From: Dave Chinner <david@fromorbit.com>
To: "Williams, Dan J" <dan.j.williams@intel.com>
Cc: "hch@lst.de" <hch@lst.de>, "jack@suse.cz" <jack@suse.cz>,
"schwidefsky@de.ibm.com" <schwidefsky@de.ibm.com>,
"darrick.wong@oracle.com" <darrick.wong@oracle.com>,
"dledford@redhat.com" <dledford@redhat.com>,
"linux-rdma@vger.kernel.org" <linux-rdma@vger.kernel.org>,
"linux-fsdevel@vger.kernel.org" <linux-fsdevel@vger.kernel.org>,
"bfields@fieldses.org" <bfields@fieldses.org>,
"linux-mm@kvack.org" <linux-mm@kvack.org>,
"heiko.carstens@de.ibm.com" <heiko.carstens@de.ibm.com>,
"dave.hansen@linux.intel.com" <dave.hansen@linux.intel.com>,
"linux-xfs@vger.kernel.org" <linux-xfs@vger.kernel.org>,
"linux-kernel@vger.kernel.org" <linux-kernel@vger.kernel.org>,
"jmoyer@redhat.com" <jmoyer@redhat.com>,
"viro@zeniv.linux.org.uk" <viro@zeniv.linux.org.uk>,
"kirill.shutemov@linux.intel.com"
<kirill.shutemov@linux.intel.com>,
"akpm@linux-foundation.org" <akpm@linux-foundation.org>,
"Hefty, Sean" <sean.hefty@intel.com>,
"linux-nvdimm@lists.01.org" <linux-nvdimm@lists.01.org>,
"jlayton@poochiereds.net" <jlayton@poochiereds.net>,
"mawilcox@microsoft.com" <mawilcox@microsoft.com>,
"mhocko@suse.com" <mhocko@suse.com>,
"ross.zwisler@linux.intel.com" <ross.zwisler@linux.intel.com>,
"gerald.schaefer@de.ibm.com" <gerald.schaefer@de.ibm.com>,
"jgunthorpe@obsidianresearch.com"
<jgunthorpe@obsidianresearch.com>,
"hal.rosenstock@gmail.com" <hal.rosenstock@gmail.com>,
"benh@kernel.crashing.org" <benh@kernel.crashing.org>,
"mpe@ellerman.id.au" <mpe@ellerman.id.au>,
"paulus@samba.org" <paulus@samba.org>
Subject: Re: [PATCH v3 00/13] dax: fix dma vs truncate and remove 'page-less' support
Date: Fri, 27 Oct 2017 17:48:54 +1100 [thread overview]
Message-ID: <20171027064854.GE3666@dastard> (raw)

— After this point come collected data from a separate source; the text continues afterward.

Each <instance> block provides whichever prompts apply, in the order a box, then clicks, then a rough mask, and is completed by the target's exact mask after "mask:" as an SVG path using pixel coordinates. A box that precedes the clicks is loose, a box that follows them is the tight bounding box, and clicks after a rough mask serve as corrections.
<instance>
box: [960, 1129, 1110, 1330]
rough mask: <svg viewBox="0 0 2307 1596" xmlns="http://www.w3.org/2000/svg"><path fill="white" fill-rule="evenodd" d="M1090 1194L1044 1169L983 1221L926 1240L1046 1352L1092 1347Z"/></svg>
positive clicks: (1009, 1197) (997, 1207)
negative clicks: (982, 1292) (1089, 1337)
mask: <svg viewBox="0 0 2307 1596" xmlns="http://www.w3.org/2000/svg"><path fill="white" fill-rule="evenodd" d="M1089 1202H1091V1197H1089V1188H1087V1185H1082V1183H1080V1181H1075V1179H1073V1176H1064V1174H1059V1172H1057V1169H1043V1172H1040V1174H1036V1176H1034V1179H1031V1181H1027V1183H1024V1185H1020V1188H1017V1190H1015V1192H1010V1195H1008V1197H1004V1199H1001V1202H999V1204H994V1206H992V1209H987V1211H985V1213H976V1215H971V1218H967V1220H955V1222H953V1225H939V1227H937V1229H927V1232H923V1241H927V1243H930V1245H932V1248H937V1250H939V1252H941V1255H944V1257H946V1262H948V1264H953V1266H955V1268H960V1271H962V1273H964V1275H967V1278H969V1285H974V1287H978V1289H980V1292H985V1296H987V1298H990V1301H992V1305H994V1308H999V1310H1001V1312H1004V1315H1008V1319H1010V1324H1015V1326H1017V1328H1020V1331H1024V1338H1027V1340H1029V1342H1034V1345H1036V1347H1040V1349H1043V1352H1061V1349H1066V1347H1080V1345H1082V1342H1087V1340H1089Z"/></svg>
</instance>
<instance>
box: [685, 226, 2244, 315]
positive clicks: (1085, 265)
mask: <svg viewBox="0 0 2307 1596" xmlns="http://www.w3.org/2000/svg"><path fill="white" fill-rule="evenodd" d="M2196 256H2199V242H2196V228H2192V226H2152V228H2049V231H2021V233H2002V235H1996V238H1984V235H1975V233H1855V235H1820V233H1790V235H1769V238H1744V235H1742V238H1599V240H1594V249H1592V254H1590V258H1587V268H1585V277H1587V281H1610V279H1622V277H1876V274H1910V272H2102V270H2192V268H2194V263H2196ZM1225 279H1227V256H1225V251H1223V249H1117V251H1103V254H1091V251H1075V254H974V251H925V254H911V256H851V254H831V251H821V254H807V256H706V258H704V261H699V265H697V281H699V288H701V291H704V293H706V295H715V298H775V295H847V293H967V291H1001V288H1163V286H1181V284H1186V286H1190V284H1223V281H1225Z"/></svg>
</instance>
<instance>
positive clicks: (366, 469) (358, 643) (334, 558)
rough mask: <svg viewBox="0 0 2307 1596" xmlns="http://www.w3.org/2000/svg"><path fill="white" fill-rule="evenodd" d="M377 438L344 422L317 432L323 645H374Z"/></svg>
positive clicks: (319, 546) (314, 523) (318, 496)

In-Reply-To: <1509061831.25213.2.camel@intel.com>
On Thu, Oct 26, 2017 at 11:51:04PM +0000, Williams, Dan J wrote:
> On Thu, 2017-10-26 at 12:58 +0200, Jan Kara wrote:
> > On Fri 20-10-17 11:31:48, Christoph Hellwig wrote:
> > > On Fri, Oct 20, 2017 at 09:47:50AM +0200, Christoph Hellwig wrote:
> > > > I'd like to brainstorm how we can do something better.
> > > >
> > > > How about:
> > > >
> > > > If we hit a page with an elevated refcount in truncate / hole puch
> > > > etc for a DAX file system we do not free the blocks in the file system,
> > > > but add it to the extent busy list. We mark the page as delayed
> > > > free (e.g. page flag?) so that when it finally hits refcount zero we
> > > > call back into the file system to remove it from the busy list.
> > >
> > > Brainstorming some more:
> > >
> > > Given that on a DAX file there shouldn't be any long-term page
> > > references after we unmap it from the page table and don't allow
> > > get_user_pages calls why not wait for the references for all
> > > DAX pages to go away first? E.g. if we find a DAX page in
> > > truncate_inode_pages_range that has an elevated refcount we set
> > > a new flag to prevent new references from showing up, and then
> > > simply wait for it to go away. Instead of a busy way we can
> > > do this through a few hashed waitqueued in dev_pagemap. And in
> > > fact put_zone_device_page already gets called when putting the
> > > last page so we can handle the wakeup from there.
> > >
> > > In fact if we can't find a page flag for the stop new callers
> > > things we could probably come up with a way to do that through
> > > dev_pagemap somehow, but I'm not sure how efficient that would
> > > be.
> >
> > We were talking about this yesterday with Dan so some more brainstorming
> > from us. We can implement the solution with extent busy list in ext4
> > relatively easily - we already have such list currently similarly to XFS.
> > There would be some modifications needed but nothing too complex. The
> > biggest downside of this solution I see is that it requires per-filesystem
> > solution for busy extents - ext4 and XFS are reasonably fine, however btrfs
> > may have problems and ext2 definitely will need some modifications.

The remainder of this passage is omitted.